The county and the city have made significant strides in reducing the Japanese beetle population in Mesa County. According to Mesa County, they have successfully treated over 1,200 properties with acelepryn, spanning an area as vast as 209 football fields. With annual strategic treatments, they are on track to reduce the beetle population by 25 to 30 percent yearly, aiming for total eradication in three to five years.

How can you help prevent and manage the Japanese beetle in Mesa County?

The county and the city need the cooperation and participation of the residents and property owners to prevent and manage the Japanese beetle in Mesa County. Here are some ways you can help:

  • Allow access to your property for treatment: If your property is within the treatment zone, you will receive a notification letter from the county or the city before the treatment. Please allow access to your property for the treatment and follow the instructions on the letter. The treatment is free, safe, and effective and will help protect your lawn and plants from the beetle damage.
  • Do not move plants or soil from infested areas: The Japanese beetle can hitchhike on plants or soil that are moved from infested areas. Do not move or share plants or soil from your property or from other infested areas. If you need to dispose of plant material that may be infested with the beetle, place it in a sealed plastic bag and throw it in the trash. Do not compost it or leave it in the open.
  • Inspect and wash your vehicles and equipment: The Japanese beetle can also travel on vehicles and equipment that are used in infested areas. Inspect and wash your vehicles and equipment before leaving or entering an infested area. Pay special attention to the tires, wheel wells, grills, and undercarriages. Use a high-pressure hose or a car wash to remove any dirt or debris that may contain the beetle or its eggs.
  • Hand-pick and destroy the adult beetles: If you see any adult beetles on your plants, you can hand-pick them and destroy them. The best time to do this is in the early morning or evening when the beetles are less active.
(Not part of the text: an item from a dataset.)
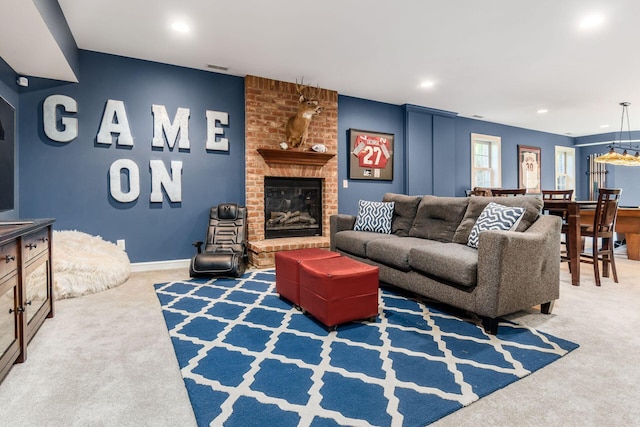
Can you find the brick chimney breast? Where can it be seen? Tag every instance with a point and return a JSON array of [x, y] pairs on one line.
[[268, 106]]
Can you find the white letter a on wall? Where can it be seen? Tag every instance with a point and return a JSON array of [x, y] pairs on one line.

You can drop them into a bucket of soapy water or alcohol to kill them. Do not squish them or leave them on the ground, as this may attract more beetles or spread diseases or fungi.
  • Choose resistant plants for your landscape: Some plants are more resistant or less attractive to the Japanese beetle than others. You can choose plants that are less likely to be damaged by the beetle for your landscape. Some examples of resistant plants are boxwood, lilac, forsythia, juniper, spruce, and yucca. You can also consult with your local nursery or extension office for more suggestions.

The Japanese beetle is a destructive pest that can harm your lawn and crops. By following these tips, you can help prevent and manage the Japanese beetle in Mesa County and support the county and the city’s efforts to eradicate the beetle from the area.